Trube v. Katz
Before: Conrey
CONREY, P. J.
The court having sustained defendant’s demurrer to the plaintiff’s third amended complaint, without leave to amend, entered judgment in favor of the defendant. Plaintiff appeals from the judgment.
Appellant admits that the complaint did not state a cause of action for damages resulting from an assault. Her only contention is that she has stated a cause of action on account of deceit whereby she was caused to alter her position to her injury (Civ. Code, sec. 1709).
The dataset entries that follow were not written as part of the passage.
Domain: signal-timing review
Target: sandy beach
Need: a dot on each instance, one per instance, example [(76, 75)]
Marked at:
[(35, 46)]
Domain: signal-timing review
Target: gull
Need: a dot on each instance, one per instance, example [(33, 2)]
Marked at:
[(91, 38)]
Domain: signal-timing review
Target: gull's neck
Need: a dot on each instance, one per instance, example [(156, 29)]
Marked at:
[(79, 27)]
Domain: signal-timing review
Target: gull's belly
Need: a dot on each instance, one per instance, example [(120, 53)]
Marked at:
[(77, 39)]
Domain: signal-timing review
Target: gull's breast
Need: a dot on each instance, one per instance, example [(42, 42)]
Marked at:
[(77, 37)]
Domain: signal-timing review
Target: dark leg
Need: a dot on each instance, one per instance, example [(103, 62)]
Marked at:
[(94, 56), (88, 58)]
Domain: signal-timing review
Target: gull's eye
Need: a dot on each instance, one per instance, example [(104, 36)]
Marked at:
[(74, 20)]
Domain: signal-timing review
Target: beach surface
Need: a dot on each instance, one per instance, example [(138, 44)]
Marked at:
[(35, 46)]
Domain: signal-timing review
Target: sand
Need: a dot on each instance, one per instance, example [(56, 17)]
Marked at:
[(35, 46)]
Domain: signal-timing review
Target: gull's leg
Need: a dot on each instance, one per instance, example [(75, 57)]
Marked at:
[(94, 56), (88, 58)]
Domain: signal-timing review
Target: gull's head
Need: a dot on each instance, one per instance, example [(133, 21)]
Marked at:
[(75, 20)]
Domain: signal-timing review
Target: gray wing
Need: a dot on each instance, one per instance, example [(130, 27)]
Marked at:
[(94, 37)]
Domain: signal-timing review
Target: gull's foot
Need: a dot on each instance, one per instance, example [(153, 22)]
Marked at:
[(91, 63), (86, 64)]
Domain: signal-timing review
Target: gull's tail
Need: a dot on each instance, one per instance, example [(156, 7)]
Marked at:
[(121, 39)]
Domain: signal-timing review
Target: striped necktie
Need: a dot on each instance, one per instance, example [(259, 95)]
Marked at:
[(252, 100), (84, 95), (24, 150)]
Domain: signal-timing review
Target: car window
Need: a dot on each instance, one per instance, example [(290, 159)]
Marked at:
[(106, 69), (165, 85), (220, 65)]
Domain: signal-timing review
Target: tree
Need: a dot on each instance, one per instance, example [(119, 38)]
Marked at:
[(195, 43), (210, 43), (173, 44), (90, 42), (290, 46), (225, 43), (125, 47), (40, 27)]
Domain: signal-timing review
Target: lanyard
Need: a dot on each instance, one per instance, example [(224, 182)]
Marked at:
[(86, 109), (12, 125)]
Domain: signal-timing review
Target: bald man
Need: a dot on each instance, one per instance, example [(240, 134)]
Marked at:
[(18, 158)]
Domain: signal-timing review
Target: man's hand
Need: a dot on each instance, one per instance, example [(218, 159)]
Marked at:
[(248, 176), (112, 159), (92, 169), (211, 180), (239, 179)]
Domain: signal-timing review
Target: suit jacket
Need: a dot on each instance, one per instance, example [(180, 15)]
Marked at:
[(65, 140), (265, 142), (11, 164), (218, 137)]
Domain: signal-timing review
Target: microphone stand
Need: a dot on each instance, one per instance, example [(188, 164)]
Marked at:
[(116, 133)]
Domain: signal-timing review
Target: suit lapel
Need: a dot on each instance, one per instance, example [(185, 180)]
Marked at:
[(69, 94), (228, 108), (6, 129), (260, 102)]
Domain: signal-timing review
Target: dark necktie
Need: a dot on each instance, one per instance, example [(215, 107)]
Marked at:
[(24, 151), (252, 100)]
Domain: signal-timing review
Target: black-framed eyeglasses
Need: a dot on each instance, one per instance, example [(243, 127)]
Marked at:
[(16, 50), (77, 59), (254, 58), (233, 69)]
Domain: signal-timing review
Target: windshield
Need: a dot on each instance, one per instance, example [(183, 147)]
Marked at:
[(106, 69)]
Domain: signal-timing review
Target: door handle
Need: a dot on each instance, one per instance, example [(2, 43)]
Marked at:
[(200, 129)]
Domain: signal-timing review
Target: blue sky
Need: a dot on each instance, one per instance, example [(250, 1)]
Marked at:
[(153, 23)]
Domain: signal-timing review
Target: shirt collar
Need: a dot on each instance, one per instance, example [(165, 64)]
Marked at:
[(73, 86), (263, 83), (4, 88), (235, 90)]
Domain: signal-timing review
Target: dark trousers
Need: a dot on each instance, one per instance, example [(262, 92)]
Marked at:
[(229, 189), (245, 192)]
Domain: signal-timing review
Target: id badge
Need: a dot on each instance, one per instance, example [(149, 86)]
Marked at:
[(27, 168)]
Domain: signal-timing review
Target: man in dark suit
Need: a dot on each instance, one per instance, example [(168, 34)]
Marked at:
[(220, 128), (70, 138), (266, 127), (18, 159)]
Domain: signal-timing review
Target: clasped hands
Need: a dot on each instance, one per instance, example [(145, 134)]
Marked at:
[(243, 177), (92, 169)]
The complaint alleges that the defendant was a member of the firm of Katz Brothers, engaged in merchandising business; that from the first day of July, 1919, to the eighteenth day of December in that year she was employed by said firm as saleslady at a salary of two hundred dollars per month; that on the eighteenth day of December, 1919, “defendant for the purpose of willfully deceiving the plaintiff with the intent to deceive her to alter her position to her injury or risk,” stated to the plaintiff that he was transferring her from the position of saleslady to the position of assistant buyer for the stores of the firm, and that from that day her salary would be the sum of three hundred dollars per month; that he instructed her to go with him to the city of New York for the purposes of her said employment as assistant buyer, and that they left the city of Los Angeles for the city of New York on the twentieth day of the said month of December. She alleged certain attempted immoral conduct of the defendant toward her on said train on the night of December 21, 1919, to which she refused to consent; “that she then and there and thereupon discovered and learned for the first time that she had not been appointed such assistant buyer at said salary, or any other sum or salary, and that in said or any other capacity, it was not necessary for her to leave Los Angeles . . . and that said representations made to her as aforestated by the defendant that she was transferred, appointed to and given said position of assistant buyer at said salary, and that in and about her duties as such she would be required to leave Los Angeles over said Santa Fe Route were wholly untrue
[476]
and so made by defendant for the purpose of deceiving plaintiff that he might have her on said train for the sole purpose of having said unlawful sexual intercourse with her”; further, “that by reason of said deceit practiced upon the plaintiff by the defendant, she was discharged from her position as such saleslady in which position she was earning the sum of two hundred dollars per month, and ever since has been without such or any other position, being wholly unable to obtain such, or any other position, to her actual damage in the sum of two thousand five hundred dollars.”